Wie stellen Sie sich eine Relecture von Luthertexten vor?

Zugebenermaßen macht es Luther einem mitunter nicht leicht, ihn zu verstehen. Sein cholerisches Temperament (das er übrigens mit Bernhard von Clairvaux teilt), seine teilweise hochpolemische Sprache und auch der denkerische Ansatz einer spannungsreichen Synthese im Sinn des „simul“ bleiben eine Herausforderung. Dennoch bleibt es für ein ehrliches Verstehen unverzichtbar, nicht bei dem stehen zubleiben, was Luther sagt. Vielmehr muss bei jeder Aussage zunächst nach der Urspungsgeschichte gefragt werden: Woher hat Luther das, was er sagt? Seine oft überraschende katholische Ursprünglichkeit, etwa seine Verwurzelung in der Vätertheologie, ist dann freilich nur das Eine. Zugleich ist nämlich die Wirkungsgeschichte von Interesse.

Was wurde aus dem, was Luther gesagt hat?

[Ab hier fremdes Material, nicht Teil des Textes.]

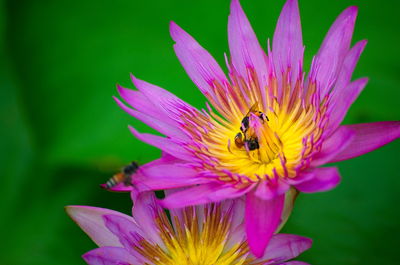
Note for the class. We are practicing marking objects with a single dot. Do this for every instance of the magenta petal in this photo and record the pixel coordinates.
(140, 102)
(368, 137)
(295, 262)
(269, 189)
(198, 63)
(201, 194)
(342, 103)
(167, 104)
(334, 48)
(287, 45)
(245, 49)
(145, 210)
(167, 176)
(262, 219)
(125, 229)
(156, 124)
(349, 64)
(90, 219)
(324, 179)
(162, 143)
(336, 143)
(109, 256)
(284, 247)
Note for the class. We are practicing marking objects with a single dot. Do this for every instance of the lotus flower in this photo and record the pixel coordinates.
(270, 126)
(209, 234)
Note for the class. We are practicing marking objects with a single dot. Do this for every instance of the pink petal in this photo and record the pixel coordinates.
(342, 103)
(157, 124)
(202, 194)
(269, 189)
(90, 219)
(244, 47)
(284, 247)
(109, 256)
(262, 219)
(325, 178)
(287, 45)
(164, 144)
(166, 103)
(349, 64)
(198, 63)
(335, 144)
(167, 176)
(125, 229)
(295, 262)
(140, 102)
(368, 137)
(333, 49)
(145, 211)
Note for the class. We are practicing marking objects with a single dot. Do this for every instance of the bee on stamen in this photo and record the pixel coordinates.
(247, 137)
(122, 177)
(244, 126)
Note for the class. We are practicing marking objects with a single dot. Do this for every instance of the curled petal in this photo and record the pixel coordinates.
(295, 262)
(324, 179)
(271, 188)
(166, 176)
(368, 137)
(201, 194)
(90, 219)
(125, 229)
(262, 220)
(284, 247)
(109, 256)
(145, 210)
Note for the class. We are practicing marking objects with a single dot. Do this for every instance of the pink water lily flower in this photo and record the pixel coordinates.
(209, 234)
(269, 127)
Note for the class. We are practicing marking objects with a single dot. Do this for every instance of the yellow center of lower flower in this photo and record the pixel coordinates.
(192, 241)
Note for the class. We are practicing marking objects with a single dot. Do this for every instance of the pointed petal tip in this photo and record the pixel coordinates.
(235, 7)
(350, 13)
(174, 30)
(134, 80)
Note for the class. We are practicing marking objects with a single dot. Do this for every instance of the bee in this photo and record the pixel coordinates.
(244, 126)
(247, 136)
(122, 177)
(251, 143)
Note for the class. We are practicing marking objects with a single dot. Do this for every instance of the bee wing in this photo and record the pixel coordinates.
(253, 108)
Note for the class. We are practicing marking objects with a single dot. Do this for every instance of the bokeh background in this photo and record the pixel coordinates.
(62, 134)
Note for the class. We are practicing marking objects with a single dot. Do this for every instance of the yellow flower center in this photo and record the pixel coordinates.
(261, 135)
(192, 241)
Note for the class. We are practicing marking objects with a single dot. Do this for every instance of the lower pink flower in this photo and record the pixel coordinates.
(209, 234)
(269, 126)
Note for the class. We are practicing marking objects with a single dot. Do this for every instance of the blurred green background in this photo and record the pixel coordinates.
(62, 134)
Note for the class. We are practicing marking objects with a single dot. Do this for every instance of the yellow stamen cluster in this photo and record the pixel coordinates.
(286, 140)
(194, 240)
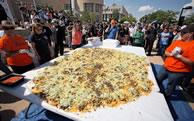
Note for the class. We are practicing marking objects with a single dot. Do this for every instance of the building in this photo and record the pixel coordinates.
(108, 10)
(95, 6)
(77, 6)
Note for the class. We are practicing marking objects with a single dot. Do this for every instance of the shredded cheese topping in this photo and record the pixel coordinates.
(92, 78)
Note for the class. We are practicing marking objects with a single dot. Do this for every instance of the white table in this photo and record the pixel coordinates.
(147, 108)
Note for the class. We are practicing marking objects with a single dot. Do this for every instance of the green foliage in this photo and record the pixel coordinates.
(115, 15)
(189, 19)
(168, 16)
(68, 12)
(88, 16)
(129, 18)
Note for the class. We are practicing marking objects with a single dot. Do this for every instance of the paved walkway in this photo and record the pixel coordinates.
(10, 105)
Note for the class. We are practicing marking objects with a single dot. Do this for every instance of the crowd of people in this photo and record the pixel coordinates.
(51, 31)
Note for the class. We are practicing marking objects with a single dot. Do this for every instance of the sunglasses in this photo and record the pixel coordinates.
(9, 28)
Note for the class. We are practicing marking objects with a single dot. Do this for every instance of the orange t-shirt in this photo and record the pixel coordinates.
(77, 39)
(15, 44)
(176, 65)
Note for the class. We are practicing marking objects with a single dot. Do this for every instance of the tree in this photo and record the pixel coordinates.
(189, 19)
(130, 18)
(168, 16)
(68, 13)
(115, 15)
(88, 16)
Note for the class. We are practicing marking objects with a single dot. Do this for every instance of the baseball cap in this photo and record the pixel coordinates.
(113, 21)
(188, 29)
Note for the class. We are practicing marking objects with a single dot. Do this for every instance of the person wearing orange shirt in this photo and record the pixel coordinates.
(76, 36)
(16, 49)
(179, 61)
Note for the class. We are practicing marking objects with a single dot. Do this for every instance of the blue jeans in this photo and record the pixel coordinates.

Unter Umständen lassen sich ganz unterschiedliche Wirkungsgeschichten (im Plural!) ausmachen: Ich erkenne erstens ein vorkonfessionelles Verständnis, das Katholizität und Reform nicht als Gegensatz, sondern als reformkatholische Synthese auffasst. Zweitens gibt es den konfessionellen Zugang, der das Bekenntnis als „status confessionis“ nicht mehr inner-römisch-katholisch verortet, sondern als Sammlung von Bekenntnisschriften einer von Rom getrennten Konfessionskirche interpretiert. Drittens: Das konfessionalistische Verständnis ist Ausdruck einer strikt anti-katholischen Haltung (in Reaktion auf eine anti-lutherische Polemik), die letztlich zur Dialogverweigerung führt. Diese verschiedenen Verstehens- und Rezeptionsweisen lösen sich nicht einfach im Lauf der Zeit ab, sondern können bis heute gleichzeitig nebeneinander bestehen. Einen transkonfessionellen Neuansatz bietet viertens der ökumenische Dialog, der vom Faktum der inzwischen erfolgten Konfessionsbildung ausgeht, die Bedeutung der Theologie Luthers und des frühen Luthertums aber dennoch konfessionsübergreifend versteht. Von daher darf man gespannt sein, in welcher Verstehensrichtung sich „2017“ bewegen wird.